Some traditional pizzerias in Buenos Aires sell by the slice, designed to be eaten standing at the bar.

Customers can also order faina, a filling slice of chickpea pancake, to soak up the gooey cheese.

Milanesa

Another Argentinian dish with Italian influence is milanesa, known as escalope in the rest of the world.

Usually made from silverside – a round of beef from the outside of the leg – or chicken breast, the meat is hammered down to a thin cut before being bathed in breadcrumbs, then either fried or baked.

Toppings, however, raise this dish’s excitement levels.

A caballo (on horseback) means topped with a fried egg, a la napolitana ups the ante with cheese and tomato sauce, while a la suiza uses gruyere.

Larger appetites should order completa, with ham, cheese and tomato sauce. Best accompanied with French fries and a token salad.

Provoleta

This soft, round, provolone cheese is a fairly bland eating experience – until it’s slapped on the grill.

Provoleta, made from cow’s milk, then turns into gooey goodness and is a classic starter to an Argentinian asado, or barbecue.

Grilled in a specially sized skillet or a simple foil dish, provoleta is often topped with oregano and should be slightly crisp on the outside yet melted on the inside.

For a creamy yet acidic taste, try the goat’s milk provoleta.

Asado

Beef’s so tempting in Argentina that even vegetarians have been known to succumb to its wiles.

The best way to sample it is at an asado, which refers to both a barbecue as well as a traditional way of grilling beef.

It’s the most important social event in Argentina, bringing together friends and families every weekend.

A multi-step meal that can last several hours, entrees include choripan, morcilla (blood sausage) and provoleta before moving onto organ meats such as mollejas (beef sweetbreads), chinchulines (chitterlings) and rinones (kidneys).

Building up to the main game, we recommend trying matambrito de cerdo (pork flank steak) drizzled in lemon juice before tucking into one of several cuts such as tender ojo de bife (ribeye); bife de chorizo (sirloin), which comes with a strip of fat; tasty asado de tira (short ribs); and full-flavored entrana (skirt steak).

While an asado at an Argentinan’s home is the most legitimate experience, some restaurants serve the next best thing – a parrillada, which is a small portable grill complete with glowing coals that keeps cuts warm.

Llama

Courtesy Pablo Baracat
Believe it or not, there's a slice of llama hiding under all that pretty foliage.

Eating llama steak is the norm in Argentina’s northwest, given that the camelid is well adapted to the Jujuy province’s 2,000-plus meters above sea level altitude.

While its flavor is more rustic and earthy than beef, fat levels are lower, which makes it a healthy alternative.

It can be sampled in empanadas, a stew or as a standalone steak.
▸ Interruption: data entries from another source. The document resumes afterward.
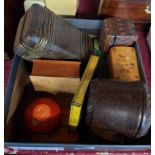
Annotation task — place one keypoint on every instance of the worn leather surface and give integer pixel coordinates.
(118, 108)
(115, 31)
(42, 34)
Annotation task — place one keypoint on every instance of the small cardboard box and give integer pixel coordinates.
(20, 77)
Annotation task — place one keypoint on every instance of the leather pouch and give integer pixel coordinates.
(42, 34)
(118, 109)
(115, 31)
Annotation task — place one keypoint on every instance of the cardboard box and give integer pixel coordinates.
(20, 76)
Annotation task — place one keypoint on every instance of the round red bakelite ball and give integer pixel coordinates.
(42, 115)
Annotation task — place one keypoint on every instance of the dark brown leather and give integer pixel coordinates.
(42, 34)
(118, 108)
(115, 31)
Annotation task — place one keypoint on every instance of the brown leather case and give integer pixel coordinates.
(123, 64)
(42, 34)
(56, 68)
(115, 31)
(118, 109)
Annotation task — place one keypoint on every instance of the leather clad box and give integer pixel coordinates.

Some swankier restaurants even use it in carpaccio or tartare.

Humita

Eaten as a savory snack or a main course, humita is the ultimate corn tribute. Leaf packages are untied to reveal the corn mash inside.

The whole package is either steamed or boiled.
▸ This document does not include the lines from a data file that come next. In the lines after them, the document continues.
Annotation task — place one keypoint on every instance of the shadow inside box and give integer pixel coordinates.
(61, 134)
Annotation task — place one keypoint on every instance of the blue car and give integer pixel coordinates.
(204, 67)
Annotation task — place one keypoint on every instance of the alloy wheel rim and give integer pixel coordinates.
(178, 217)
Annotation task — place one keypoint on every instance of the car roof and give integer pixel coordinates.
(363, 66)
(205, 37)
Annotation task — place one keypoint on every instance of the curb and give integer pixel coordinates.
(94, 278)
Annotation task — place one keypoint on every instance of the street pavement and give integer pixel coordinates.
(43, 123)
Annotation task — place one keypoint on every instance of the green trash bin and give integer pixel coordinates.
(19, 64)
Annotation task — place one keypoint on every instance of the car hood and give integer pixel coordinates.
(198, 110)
Dating back to pre-Columbian times, humita is eaten around the Andean region, including Chile, Bolivia and Peru.

Made with fresh corn and milk, onion, spices and sometimes goat cheese are added to pep it up.

Locro

A hearty stew, locro is a national dish traditionally served on May 25, the date marking Argentina’s May Revolution.
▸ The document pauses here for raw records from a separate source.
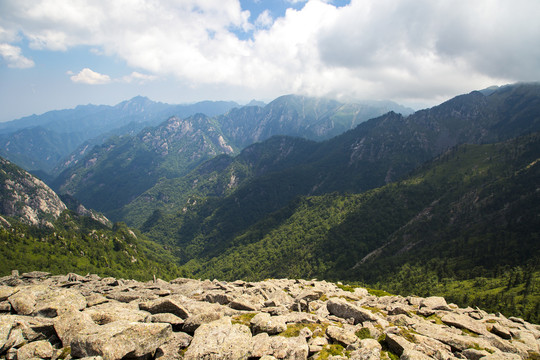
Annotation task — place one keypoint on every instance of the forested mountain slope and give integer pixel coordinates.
(471, 213)
(38, 232)
(375, 153)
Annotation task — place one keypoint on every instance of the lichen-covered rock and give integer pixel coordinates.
(37, 349)
(341, 336)
(120, 339)
(71, 323)
(193, 322)
(294, 348)
(435, 303)
(271, 325)
(169, 304)
(346, 310)
(220, 339)
(173, 348)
Made from white corn, beef or pork, tripe and red chorizo, as well as other vegetables including white beans, squash and pumpkin, and seasoned with cumin and bay leaf, this tasty meal in a bowl is an ideal winter warmer.

It can be ramped up with a dash of quiquirimichi, a hot salsa made from paprika, spring onion and chili.

Also worth a trying, carbonada is a similar dish that includes sweetcorn that’s served inside a baked, seasoned pumpkin.

Dulce de leche

Some Argentinians would argue that licking dulce de leche (caramelized milk and sugar sauce) from a spoon is a meal in itself.

However, this sweet and sticky salsa usually accompanies desserts such as flan.

A better invention is dulce de leche-flavor helado.

Any ice-cream parlor that didn’t stock it would soon go out of business; the bonus is that Argentinian ice-cream is thick and creamy, giving Italian gelato a decent run for its money.

For the ultimate sugar rush, DDL cones can be topped up with a little (or a lot of) DDL sauce.